Lamb and Fig Tart
20 minutes bake time
Tender lamb tucked in a bed of buttery puff pastry, this Lamb and Fig Tart is the perfect autumnal treat. Serve on its own or add a side salad for a delicious dinner.
- 1 x 320g Jus-Rol™ Ready-Rolled Puff Pastry Sheet
- 1/2 onion, finely chopped (white or red)
- 500g Welsh lamb mince (or any high-quality lamb mince)
- 1 tsp harissa paste
- 1 tbsp cumin
- 2 tbsp garlic granules
- 1 tsp ground coriander
- 1.5 tbsp tomato puree
- Salt and pepper to taste
- Fig jam
- Handful of Feta cheese, crumbled
- Pomegranate seeds
- 4 tbsp Fresh mint leaves, chopped
- 1 tbsp Mint yogurt sauce
- 1 tsp sugar
- Chilli flakes or Za'atar for spice
- Bag of Rocket salad
- Orange and lemon juice and rind
- 1 tsp of Olive oil
- Baking Tray
- Sharp Knife
- Frying Pan
- Preheat the oven to 200°C (390°F).
- Lay out the Jus-Rol puff pastry sheet on a baking tray. Using a knife, score a 1-inch border around the edges of the pastry sheet, creating a border. Use a fork to prick the area inside the border, ensuring it doesn't puff up too much. Place the pastry in the oven and bake for about 10 minutes, or until it's partially baked and slightly puffed up but not browned.
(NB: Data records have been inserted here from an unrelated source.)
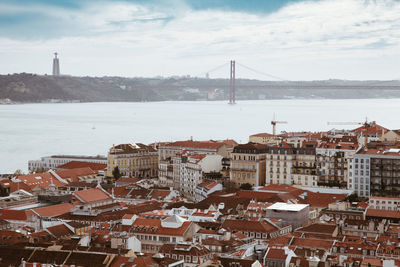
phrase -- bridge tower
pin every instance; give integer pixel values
(232, 97)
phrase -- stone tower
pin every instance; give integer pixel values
(56, 65)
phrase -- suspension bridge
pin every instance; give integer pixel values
(290, 84)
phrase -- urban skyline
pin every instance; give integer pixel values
(298, 40)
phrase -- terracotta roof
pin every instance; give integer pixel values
(312, 243)
(128, 180)
(159, 193)
(73, 175)
(131, 148)
(92, 195)
(54, 210)
(83, 164)
(146, 226)
(249, 226)
(276, 253)
(262, 135)
(196, 144)
(318, 228)
(15, 215)
(279, 188)
(375, 129)
(59, 231)
(388, 214)
(256, 195)
(42, 180)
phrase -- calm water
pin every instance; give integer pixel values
(33, 130)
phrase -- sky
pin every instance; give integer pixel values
(292, 40)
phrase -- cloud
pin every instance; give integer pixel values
(299, 40)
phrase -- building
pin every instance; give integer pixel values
(376, 172)
(204, 189)
(56, 65)
(333, 161)
(264, 138)
(292, 165)
(191, 169)
(248, 164)
(135, 160)
(295, 215)
(153, 233)
(340, 211)
(192, 255)
(384, 203)
(169, 156)
(52, 162)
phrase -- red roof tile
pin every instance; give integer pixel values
(92, 195)
(83, 164)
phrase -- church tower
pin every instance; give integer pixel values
(56, 65)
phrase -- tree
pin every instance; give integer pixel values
(352, 198)
(18, 173)
(246, 186)
(116, 173)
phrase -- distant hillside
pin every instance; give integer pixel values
(37, 88)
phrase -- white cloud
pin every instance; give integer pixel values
(351, 39)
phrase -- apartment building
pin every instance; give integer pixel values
(376, 172)
(51, 162)
(333, 161)
(248, 164)
(192, 167)
(289, 165)
(137, 160)
(384, 203)
(169, 157)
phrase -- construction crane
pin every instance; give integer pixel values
(274, 122)
(364, 124)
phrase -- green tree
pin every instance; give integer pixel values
(116, 173)
(18, 173)
(246, 186)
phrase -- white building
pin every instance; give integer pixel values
(384, 203)
(204, 189)
(191, 169)
(51, 162)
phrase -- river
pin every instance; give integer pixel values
(29, 131)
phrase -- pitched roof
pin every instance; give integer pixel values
(83, 164)
(196, 144)
(54, 210)
(153, 226)
(318, 228)
(73, 175)
(40, 179)
(262, 135)
(92, 195)
(59, 231)
(276, 253)
(388, 214)
(249, 226)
- In the meantime, heat a pan over medium heat and brown the finely chopped onion until translucent. Remove the onion from the pan and set aside.
- In the same pan, add the lamb mince and cook until it's no longer pink. Add the harissa paste, cumin, garlic granules, ground coriander, and tomato puree. Mix well and cook for 2-3 minutes to let the flavours meld. Season with salt and pepper to taste.
- Take the partially baked puff pastry out of the oven. Within the scored border, spread a layer of fig jam evenly.
- Spread the cooked lamb mince mixture over the fig jam, staying within the scored border.
- Place the tart back in the oven and bake for another 10-15 minutes, or until the puff pastry is golden brown and the lamb is fully cooked.
- Once the tart is out of the oven, let it cool for a few minutes. Then, sprinkle crumbled feta cheese, pomegranate seeds, and chopped fresh mint leaves over the lamb mince.
- Drizzle mint yogurt sauce over the top for added creaminess and flavour. To make the mint yogurt, add a 4 tbsp of Greek yogurt or Natural yogurt to a bowl, 1 tbsp of mint sauce and 1 tsp of sugar. Mix and drizzle.
- You can also sprinkle chili flakes or Za'atar if you desire extra spice.
- Serve the lamb and fig tart with a side of rocket salad. In a bowl, toss together rocket leaves, orange and lemon juice and rind, a drizzle of olive oil, and a pinch of salt.
- Serve the tart slices with a dollop of hummus on the side. Enjoy the sweet, salty of this Middle Eastern-inspired dish, perfect for an autumnal lunch.